6.6. Дело коммунистического будущего
Главнейшие и существенные задачи практической медицины – предупреждение болезни, лечение болезни развившейся и, наконец, облегчение страданий больного человека. Единственный путь к выполнению этих высоких задач – изучение природы, изучение здорового и больного животного организма.
Если бы жизнь животного организма была подведена под точные математические законы, то применение наших естественнонаучных сведений к индивидуальным случаям не встречало бы тогда никаких затруднений… Но механизм и химизм животного организма до такой степени сложны, что, несмотря на все усилия человеческого ума, до сих пор еще не удалось подвести различные проявления жизни как здорового, так и больного организма под математические законы.
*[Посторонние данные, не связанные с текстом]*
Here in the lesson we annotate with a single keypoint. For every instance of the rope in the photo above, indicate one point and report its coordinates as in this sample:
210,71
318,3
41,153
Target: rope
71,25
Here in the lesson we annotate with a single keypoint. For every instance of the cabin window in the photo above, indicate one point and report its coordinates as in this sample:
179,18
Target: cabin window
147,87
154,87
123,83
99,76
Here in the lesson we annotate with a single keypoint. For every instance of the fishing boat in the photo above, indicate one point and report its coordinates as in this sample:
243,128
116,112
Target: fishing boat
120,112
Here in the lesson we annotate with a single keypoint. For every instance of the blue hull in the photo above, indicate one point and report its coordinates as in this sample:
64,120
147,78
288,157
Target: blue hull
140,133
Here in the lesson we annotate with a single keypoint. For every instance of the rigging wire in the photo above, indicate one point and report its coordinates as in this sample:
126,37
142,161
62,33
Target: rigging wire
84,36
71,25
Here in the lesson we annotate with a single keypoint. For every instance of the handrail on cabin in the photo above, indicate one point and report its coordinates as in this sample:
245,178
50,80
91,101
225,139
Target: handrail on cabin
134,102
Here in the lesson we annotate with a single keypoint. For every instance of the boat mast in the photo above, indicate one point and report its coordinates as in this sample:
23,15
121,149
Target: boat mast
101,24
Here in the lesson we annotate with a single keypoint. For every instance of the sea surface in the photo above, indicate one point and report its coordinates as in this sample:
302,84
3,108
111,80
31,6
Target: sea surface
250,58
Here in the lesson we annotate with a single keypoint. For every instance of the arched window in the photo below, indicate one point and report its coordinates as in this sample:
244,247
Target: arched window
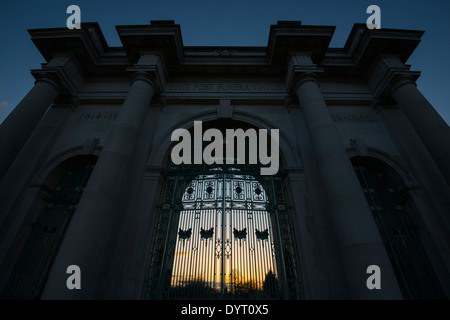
409,261
29,276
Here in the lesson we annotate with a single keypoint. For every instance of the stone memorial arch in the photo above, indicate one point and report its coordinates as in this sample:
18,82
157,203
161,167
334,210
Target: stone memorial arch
86,176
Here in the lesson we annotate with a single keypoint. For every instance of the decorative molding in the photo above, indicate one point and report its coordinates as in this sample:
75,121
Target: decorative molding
224,109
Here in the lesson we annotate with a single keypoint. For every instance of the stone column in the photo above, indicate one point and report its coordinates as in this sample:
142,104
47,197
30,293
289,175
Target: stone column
87,238
18,126
359,240
431,128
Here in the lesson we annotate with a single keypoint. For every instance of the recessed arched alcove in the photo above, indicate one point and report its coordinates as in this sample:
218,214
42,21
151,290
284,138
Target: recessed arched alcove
387,196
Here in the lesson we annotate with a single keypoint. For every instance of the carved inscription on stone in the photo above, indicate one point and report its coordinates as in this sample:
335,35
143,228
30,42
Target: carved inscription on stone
225,87
351,117
99,116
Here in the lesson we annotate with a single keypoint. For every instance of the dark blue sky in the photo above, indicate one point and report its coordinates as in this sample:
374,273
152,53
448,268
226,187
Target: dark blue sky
225,22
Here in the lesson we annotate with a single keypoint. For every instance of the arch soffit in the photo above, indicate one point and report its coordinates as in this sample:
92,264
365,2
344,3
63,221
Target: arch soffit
163,142
407,178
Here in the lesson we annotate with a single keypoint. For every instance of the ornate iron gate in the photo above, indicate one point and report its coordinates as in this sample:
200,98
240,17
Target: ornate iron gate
223,234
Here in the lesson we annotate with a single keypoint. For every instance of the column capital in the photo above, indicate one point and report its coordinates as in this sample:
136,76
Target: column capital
301,78
50,78
146,76
400,80
149,68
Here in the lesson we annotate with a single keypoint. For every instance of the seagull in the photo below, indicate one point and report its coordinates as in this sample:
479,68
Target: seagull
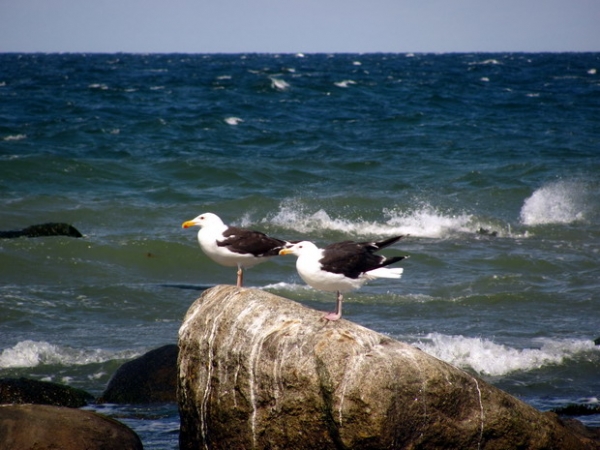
343,266
232,246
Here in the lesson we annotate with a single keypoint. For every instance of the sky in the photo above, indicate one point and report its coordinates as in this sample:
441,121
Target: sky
292,26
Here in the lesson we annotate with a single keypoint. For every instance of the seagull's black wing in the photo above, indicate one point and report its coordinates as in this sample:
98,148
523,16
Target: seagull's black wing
354,258
239,240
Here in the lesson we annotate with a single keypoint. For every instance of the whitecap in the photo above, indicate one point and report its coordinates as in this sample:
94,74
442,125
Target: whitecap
233,120
279,84
30,353
423,222
15,137
488,358
561,202
100,86
344,83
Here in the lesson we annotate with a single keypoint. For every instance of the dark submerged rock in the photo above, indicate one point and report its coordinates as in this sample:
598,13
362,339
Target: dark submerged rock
44,229
151,378
24,390
261,371
44,427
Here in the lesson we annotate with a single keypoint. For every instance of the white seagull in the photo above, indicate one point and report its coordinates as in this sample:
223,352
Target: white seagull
232,246
343,266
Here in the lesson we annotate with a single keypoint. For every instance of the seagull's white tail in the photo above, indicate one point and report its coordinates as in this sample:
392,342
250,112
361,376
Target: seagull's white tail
384,272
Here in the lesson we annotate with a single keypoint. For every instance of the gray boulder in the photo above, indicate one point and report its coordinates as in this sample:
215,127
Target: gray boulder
151,378
24,390
260,371
44,427
43,229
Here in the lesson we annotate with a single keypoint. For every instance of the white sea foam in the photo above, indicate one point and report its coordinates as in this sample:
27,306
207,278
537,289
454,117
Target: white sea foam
34,353
344,83
559,202
488,358
15,137
424,222
279,84
233,120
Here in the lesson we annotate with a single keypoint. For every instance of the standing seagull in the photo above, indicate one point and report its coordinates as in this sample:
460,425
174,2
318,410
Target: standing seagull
232,246
343,266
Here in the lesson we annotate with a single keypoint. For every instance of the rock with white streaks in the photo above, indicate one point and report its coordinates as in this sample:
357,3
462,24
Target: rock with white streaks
260,371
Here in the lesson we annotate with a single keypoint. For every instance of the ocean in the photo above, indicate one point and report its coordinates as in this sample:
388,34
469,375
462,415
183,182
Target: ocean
488,164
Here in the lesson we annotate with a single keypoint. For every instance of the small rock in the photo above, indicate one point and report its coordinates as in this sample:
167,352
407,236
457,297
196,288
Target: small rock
44,427
151,378
44,229
23,390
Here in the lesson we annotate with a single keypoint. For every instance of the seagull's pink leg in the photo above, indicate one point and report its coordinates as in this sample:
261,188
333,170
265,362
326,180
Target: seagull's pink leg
338,310
240,281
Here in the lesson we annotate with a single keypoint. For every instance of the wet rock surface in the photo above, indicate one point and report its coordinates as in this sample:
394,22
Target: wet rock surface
43,229
24,390
151,378
44,427
260,371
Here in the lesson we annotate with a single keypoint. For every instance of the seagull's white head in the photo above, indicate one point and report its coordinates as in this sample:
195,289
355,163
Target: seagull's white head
299,249
204,220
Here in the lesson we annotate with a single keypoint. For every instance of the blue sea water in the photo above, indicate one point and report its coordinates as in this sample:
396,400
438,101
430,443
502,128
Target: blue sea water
489,164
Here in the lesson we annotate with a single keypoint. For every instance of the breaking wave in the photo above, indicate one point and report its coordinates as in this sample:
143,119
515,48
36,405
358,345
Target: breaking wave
423,222
488,358
561,202
35,353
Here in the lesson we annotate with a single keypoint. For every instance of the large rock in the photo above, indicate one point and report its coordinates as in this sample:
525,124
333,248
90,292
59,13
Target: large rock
261,371
24,390
150,378
43,427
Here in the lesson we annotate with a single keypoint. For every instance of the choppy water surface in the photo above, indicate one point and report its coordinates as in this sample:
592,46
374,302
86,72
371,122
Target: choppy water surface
488,163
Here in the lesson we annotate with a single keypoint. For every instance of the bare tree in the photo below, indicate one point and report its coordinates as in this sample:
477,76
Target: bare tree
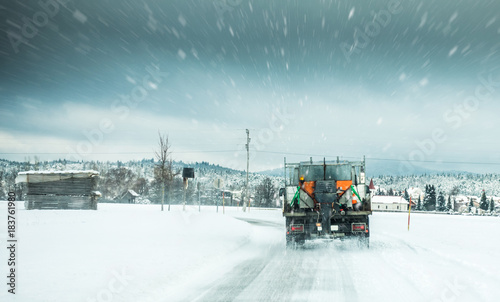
164,169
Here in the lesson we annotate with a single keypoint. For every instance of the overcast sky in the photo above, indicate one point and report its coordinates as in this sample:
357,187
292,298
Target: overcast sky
417,81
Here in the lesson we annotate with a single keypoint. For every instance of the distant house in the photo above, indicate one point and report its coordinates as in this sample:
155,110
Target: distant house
74,190
415,194
389,203
129,197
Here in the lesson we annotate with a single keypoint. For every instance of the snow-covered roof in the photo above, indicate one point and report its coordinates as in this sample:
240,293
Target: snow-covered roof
389,199
45,176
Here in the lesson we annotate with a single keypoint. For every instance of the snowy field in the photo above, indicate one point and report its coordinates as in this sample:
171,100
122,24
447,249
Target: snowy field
138,253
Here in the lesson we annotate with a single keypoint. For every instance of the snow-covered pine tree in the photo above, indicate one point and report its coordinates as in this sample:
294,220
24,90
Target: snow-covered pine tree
484,203
406,195
441,202
430,198
448,204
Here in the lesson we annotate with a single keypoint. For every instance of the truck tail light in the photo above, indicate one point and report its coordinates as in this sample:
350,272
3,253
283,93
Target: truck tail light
358,227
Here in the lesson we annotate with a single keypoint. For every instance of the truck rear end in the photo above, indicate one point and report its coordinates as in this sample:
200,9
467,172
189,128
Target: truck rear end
326,200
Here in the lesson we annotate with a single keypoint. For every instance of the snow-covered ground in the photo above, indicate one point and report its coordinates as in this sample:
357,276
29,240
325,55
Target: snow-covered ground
138,253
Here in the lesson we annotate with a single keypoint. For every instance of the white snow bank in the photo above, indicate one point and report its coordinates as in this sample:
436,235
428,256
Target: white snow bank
120,252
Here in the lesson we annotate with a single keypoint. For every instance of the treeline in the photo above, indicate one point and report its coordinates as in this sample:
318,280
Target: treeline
467,183
116,178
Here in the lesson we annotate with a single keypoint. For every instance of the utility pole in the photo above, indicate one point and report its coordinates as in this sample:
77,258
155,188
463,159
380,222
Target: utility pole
248,164
162,193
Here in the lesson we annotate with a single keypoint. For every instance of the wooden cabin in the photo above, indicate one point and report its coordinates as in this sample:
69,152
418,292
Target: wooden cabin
75,190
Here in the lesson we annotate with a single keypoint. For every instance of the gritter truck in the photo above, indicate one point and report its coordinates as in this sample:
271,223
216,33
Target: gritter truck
326,200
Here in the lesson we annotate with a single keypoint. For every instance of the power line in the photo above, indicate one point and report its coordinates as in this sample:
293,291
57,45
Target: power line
384,159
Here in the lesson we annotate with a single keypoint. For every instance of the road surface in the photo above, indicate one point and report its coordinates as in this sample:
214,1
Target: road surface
391,270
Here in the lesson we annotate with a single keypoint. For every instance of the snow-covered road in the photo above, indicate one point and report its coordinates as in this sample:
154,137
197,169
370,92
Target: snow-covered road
441,258
137,253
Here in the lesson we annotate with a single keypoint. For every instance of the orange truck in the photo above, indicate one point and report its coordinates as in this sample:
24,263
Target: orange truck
326,200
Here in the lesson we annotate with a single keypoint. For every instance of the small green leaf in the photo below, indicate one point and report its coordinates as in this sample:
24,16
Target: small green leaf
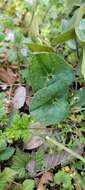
28,184
6,177
54,91
51,112
78,99
39,48
2,36
83,63
12,55
47,68
80,31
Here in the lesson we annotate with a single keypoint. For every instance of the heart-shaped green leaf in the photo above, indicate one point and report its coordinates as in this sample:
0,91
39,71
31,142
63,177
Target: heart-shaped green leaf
52,112
47,68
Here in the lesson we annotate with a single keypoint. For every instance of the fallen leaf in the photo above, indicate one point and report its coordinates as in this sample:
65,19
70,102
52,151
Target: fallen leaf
7,76
46,177
54,160
33,143
19,98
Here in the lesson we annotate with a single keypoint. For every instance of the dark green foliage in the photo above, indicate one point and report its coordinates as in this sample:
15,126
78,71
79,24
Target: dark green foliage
18,128
20,161
7,176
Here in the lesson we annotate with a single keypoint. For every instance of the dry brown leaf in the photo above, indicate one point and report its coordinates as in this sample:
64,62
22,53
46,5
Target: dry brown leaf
33,143
46,177
7,76
54,160
19,98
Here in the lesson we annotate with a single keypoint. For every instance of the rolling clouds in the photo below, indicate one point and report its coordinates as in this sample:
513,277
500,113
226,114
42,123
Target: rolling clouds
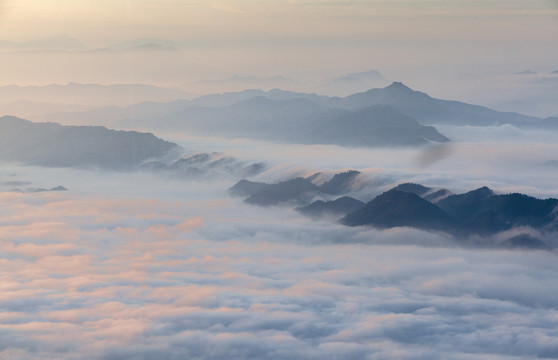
169,271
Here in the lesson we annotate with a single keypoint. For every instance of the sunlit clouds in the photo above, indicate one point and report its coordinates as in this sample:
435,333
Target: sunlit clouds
113,277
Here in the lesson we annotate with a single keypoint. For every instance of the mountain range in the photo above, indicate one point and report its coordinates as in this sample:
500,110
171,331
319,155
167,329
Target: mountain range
51,144
477,214
392,116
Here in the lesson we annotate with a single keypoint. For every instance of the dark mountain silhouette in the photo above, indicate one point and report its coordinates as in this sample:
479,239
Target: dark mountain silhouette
478,212
90,94
340,183
299,190
246,188
525,241
51,144
465,207
413,188
338,207
424,192
397,208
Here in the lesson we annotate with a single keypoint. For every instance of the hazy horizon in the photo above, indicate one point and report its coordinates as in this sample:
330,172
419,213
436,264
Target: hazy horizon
468,50
120,236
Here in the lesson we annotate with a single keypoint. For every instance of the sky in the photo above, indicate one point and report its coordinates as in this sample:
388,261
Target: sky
429,45
141,265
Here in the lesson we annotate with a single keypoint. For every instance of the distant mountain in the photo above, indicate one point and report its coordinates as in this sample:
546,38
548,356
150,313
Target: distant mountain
89,94
352,83
431,111
338,207
525,241
298,120
205,166
397,208
297,190
479,212
427,193
50,144
340,183
246,188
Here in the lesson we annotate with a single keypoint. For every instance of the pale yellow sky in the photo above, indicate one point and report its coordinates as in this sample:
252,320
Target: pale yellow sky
100,22
422,40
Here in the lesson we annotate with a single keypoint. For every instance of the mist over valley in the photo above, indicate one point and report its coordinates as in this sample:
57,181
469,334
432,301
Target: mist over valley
306,180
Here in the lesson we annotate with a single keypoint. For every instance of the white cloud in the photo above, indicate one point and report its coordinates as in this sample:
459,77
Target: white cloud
155,272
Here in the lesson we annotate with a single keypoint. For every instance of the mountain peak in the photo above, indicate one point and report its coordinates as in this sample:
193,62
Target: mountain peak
399,86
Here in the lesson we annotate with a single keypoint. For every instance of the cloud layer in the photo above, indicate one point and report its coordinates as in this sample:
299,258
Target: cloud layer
169,272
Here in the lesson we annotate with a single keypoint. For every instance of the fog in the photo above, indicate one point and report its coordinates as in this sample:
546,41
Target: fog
157,260
135,265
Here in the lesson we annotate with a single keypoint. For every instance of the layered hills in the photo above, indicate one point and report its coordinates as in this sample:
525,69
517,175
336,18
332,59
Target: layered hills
396,109
479,213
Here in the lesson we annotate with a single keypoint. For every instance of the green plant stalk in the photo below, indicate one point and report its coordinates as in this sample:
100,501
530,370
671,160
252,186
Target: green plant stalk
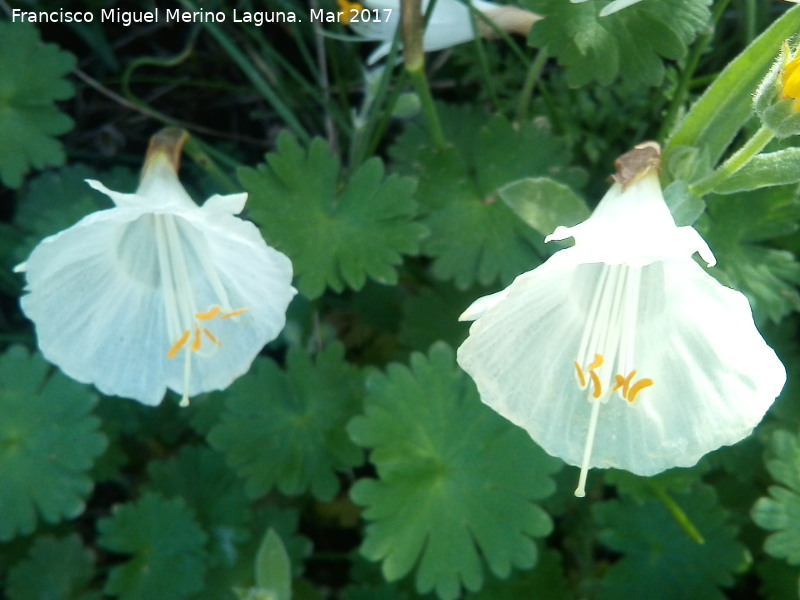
682,91
482,60
197,151
744,155
531,79
677,513
253,75
413,27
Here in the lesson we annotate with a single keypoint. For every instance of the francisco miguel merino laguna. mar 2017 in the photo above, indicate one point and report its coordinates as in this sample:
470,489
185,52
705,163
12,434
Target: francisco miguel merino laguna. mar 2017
177,15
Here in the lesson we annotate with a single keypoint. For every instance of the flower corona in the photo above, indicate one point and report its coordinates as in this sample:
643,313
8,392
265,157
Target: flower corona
621,351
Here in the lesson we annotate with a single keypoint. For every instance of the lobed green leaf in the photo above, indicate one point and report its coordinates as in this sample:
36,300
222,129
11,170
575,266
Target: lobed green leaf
166,547
337,235
31,81
48,443
457,483
285,429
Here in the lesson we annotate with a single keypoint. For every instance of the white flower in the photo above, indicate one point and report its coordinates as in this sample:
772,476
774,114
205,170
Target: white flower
613,7
157,292
450,23
621,351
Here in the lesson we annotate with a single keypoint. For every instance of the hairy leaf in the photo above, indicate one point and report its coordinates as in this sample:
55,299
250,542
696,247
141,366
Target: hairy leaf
780,512
457,483
734,225
285,429
630,44
337,233
199,476
166,547
31,81
475,237
55,568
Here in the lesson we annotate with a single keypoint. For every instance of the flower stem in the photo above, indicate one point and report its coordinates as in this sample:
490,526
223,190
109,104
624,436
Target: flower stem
677,513
744,155
413,27
531,79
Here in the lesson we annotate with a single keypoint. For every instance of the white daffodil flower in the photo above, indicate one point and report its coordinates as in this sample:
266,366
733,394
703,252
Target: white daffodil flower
449,24
157,292
615,6
621,351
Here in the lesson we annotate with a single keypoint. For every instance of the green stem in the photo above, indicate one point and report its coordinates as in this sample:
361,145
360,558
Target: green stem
677,513
531,79
261,85
428,108
682,91
413,27
744,155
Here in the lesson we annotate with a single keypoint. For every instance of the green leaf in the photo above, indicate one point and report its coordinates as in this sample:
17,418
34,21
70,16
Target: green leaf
55,200
630,44
431,314
685,207
474,236
285,429
57,568
199,476
273,569
660,560
715,119
780,512
732,227
456,481
545,582
544,204
764,170
31,81
337,234
48,443
166,545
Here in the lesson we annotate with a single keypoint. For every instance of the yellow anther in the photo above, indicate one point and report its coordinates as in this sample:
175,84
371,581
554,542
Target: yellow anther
581,376
624,383
598,387
346,7
207,316
212,337
595,379
173,352
198,339
638,387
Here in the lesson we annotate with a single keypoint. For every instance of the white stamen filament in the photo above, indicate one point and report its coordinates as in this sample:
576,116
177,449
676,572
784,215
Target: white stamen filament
609,333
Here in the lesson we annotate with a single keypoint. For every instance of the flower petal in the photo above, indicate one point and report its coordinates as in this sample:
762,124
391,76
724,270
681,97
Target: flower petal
714,376
231,204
Это обстоятельство, ставящее медицинские науки в ряд наук неточных, значительно затрудняет применение их к отдельным индивидуумам.
Кто знаком с алгеброй, тот не затруднится при разрешении задачи уравнения с одним или большим количеством неизвестных; другое дело – разрешение задач практической медицины: можно быть знакомым и с физиологией, и с патологией, и со средствами, которыми мы пользуемся при лечении больного организма, и – все-таки, без уменья приложить эти знания к отдельным индивидуумам, не быть в состоянии разрешить представившуюся задачу, если даже решение ее и не переходит за пределы возможного. Это уменье применять естествоведение к отдельным случаям и составляет собственно искусство лечить, которое, следовательно, есть результат неточности медицинских наук.
Понятно, что значение врачебного искусства будет уменьшаться по мере увеличения точности и положительности наших сведений. Каким громадным искусством должен был обладать врач старого времени, не знавший ни физиологии, ни патологической анатомии, незнакомый ни с химическими, ни с физическими способами исследования, для того чтобы приносить пользу своему ближнему. Только продолжительным опытом и особенными личными дарованиями достигали врачи старого времени выполнения своей трудной задачи.